Gli obiettivi di un'Analisi sicurezza dell'architettura software rispetto alle Best Practice
Tra i principali obiettivi dell’attività di verifica dell'architettura software rispetto alle Best Practice della sicurezza risultano:- revisione di terza parte dei possibili difetti dell’architettura del software nel contrastare le vulnerabilità;
- verifica della capacità dell’architettura del software di supportare le esigenze di business richieste in termini di sicurezza senza appesantire le performance;
- verifica di eventuali falle nella sicurezza dell’architettura software.
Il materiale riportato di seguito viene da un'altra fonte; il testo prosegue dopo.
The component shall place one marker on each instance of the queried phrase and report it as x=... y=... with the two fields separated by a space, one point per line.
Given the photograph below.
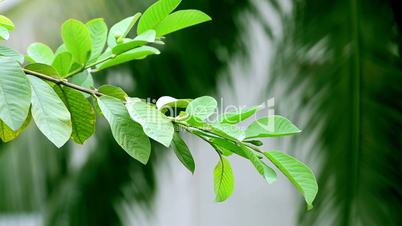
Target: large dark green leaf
x=180 y=20
x=77 y=39
x=83 y=116
x=298 y=173
x=267 y=172
x=7 y=134
x=223 y=180
x=128 y=134
x=15 y=93
x=49 y=112
x=155 y=14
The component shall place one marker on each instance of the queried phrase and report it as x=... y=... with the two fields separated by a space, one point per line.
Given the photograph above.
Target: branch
x=64 y=82
x=190 y=129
All'inizio del programma di assessment, DNV analizza l'architettura in base alle Best Practice della sicurezza applicabili ai campi di Architettura software del prodotto, Architettura del sistema, Architettura di rete ed evidenzia i gap da colmare rispetto ai seguenti requisiti:
- sicurezza integrata nell'architettura software;
- robustezza delle soluzioni proposte;
- componenti facenti parte dell'architettura software.
I vantaggi di un'Analisi sicurezza dell'architettura software rispetto alle Best Practice
I vantaggi ottenibili dalle organizzazioni sono:- il bilanciamento dei requisiti funzionali, di qualità e di sicurezza;
- la comunicazione delle soluzioni individuate tra le varie parti interessate;
- un’analisi astratta e di terza parte del sistema, culminante nella stesura di un Report con le possibili debolezze riscontrate.